As VirginiaBob said, buying a bond fund from Vanguard is probably going to be a much better option for you.
To answer your question though:
The Zero Percent C of I is a certifcate of indebtedness, basically just a note that says the treasury owes you money. It earns no interest. It basically just represents money in your account at the treasury that you haven't used to buy bonds yet.
The bills are all zero-coupon bonds. That is, you buy them for slightly less than par (face value), and then when they mature the treasury pays you back face value. The interest you earn is in the form of the difference between what you bought it for and the face value of the bill.
The various duration notes and 30-year bond are all traditional bonds. You buy them for face value, and they periodically (I believe every six months) pay you a coupon, whose rate is determined by auction. Once they mature the treasury will then pay you back the face value, which is the same as what you bought it for. Your interest is received in the form of the coupon payments.
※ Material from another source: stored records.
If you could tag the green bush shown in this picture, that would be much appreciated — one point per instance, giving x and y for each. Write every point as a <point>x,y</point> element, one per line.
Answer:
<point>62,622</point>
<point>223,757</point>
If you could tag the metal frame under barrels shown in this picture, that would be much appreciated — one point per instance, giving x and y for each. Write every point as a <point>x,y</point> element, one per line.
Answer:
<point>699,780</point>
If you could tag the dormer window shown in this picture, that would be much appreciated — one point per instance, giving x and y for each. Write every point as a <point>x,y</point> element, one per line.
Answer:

The TIPS are inflation-protected bonds. The coupon they pay is indexed to the CPI. I don't know the exact formula they use off the top of my head.
I also don't know what the FRN is off the top of my head.
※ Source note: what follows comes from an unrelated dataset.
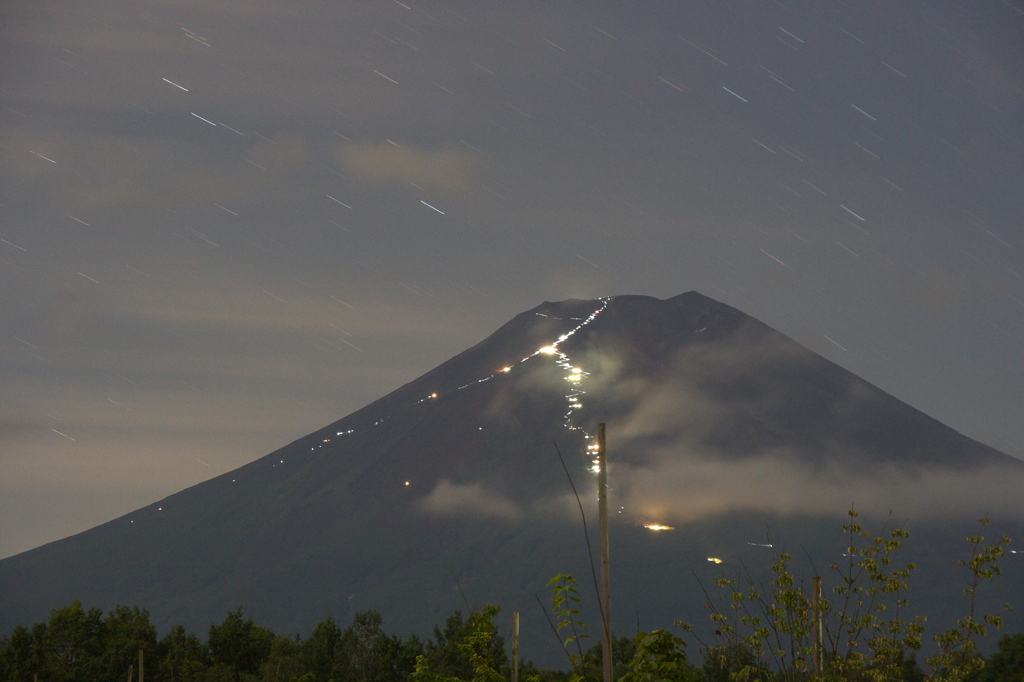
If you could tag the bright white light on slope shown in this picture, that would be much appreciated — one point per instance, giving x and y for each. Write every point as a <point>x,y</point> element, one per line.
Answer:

The savings bonds are a totally different beast. Unlike all the rest of the things in the list, which are bought at auction, savings bonds are bought directly. I don't know what the exact terms are at the moment, but in general they're not spectacular. Note, when I say everything else is bought at auction, you won't actually be bidding on it. Large institutional players bid in the auction, and everyone who didn't bid gets their purchase price set based on the outcome of the auction.
Last I checked Treasury Direct doesn't provide any access to the secondary market. So if you, for example, bought a 7-year note through Treasury Direct, you're stuck holding it for 7 years. If you really wanted to get rid of it earlier you would have to transfer it to a brokerage account somewhere else to sell on the secondary market.